赫連子墨那已經下了旨意讓周陽侯回京,理由是決定禦駕親征,所以這兩天她忙著寫作戰計劃準備各種應對方針。其實對付周陽侯已經沒有什麼難處,待他一回天朝就必定是鋃鐺入獄,可麻煩就麻煩在他的餘黨要清,龔小諾不希望因為周陽侯的入獄再有人受傷或者失去生命,所以萬全之策就是麵麵俱到,身邊所有的人都要考慮到,就怕漏了哪點會被對方利用。
唉,所以說身邊朋友親人多了也不見的就是好事,一到跟人玩命的時候,弱點就多的隨便都會被對方威脅。

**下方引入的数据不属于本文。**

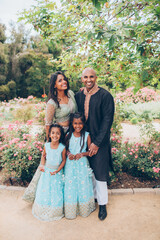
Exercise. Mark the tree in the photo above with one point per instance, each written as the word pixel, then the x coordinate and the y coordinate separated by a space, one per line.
pixel 120 39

“不要跟我提他,不熟。”天天都是他的草藥草藥,昨天去給人看病,早上出去,居然傍晚才回來,一問才知道,病人是水力縣出名的豆腐西施,讓她……讓她,如何不生氣,氣死她了。
“小兩口吵吵架有助於感情發展。”
“姐姐,姐姐,姐姐,我沒有跟他在一起。”黛玉被龔小諾一說,眼淚都快下來了。
“好……好……好,沒在一起,沒在一起,去,幫姐姐看看你星哥哥回來沒,好想吃紅燒肉呀。”早上早早的小星就出門去買吃食,家裏的四個要當奶奶爺爺,姥姥姥爺的人最近天天出去逛街,給自己的孫子買東西,為保安全金子也就天天作陪,跟一旁一起外出。正英和則徐已經和自己的四位哥哥連成一體,找了家武館沒事就泡在裏麵,家裏有這麼多高手他們不請教,一天就學些三腳貓的功夫,真是不知道怎麼想的。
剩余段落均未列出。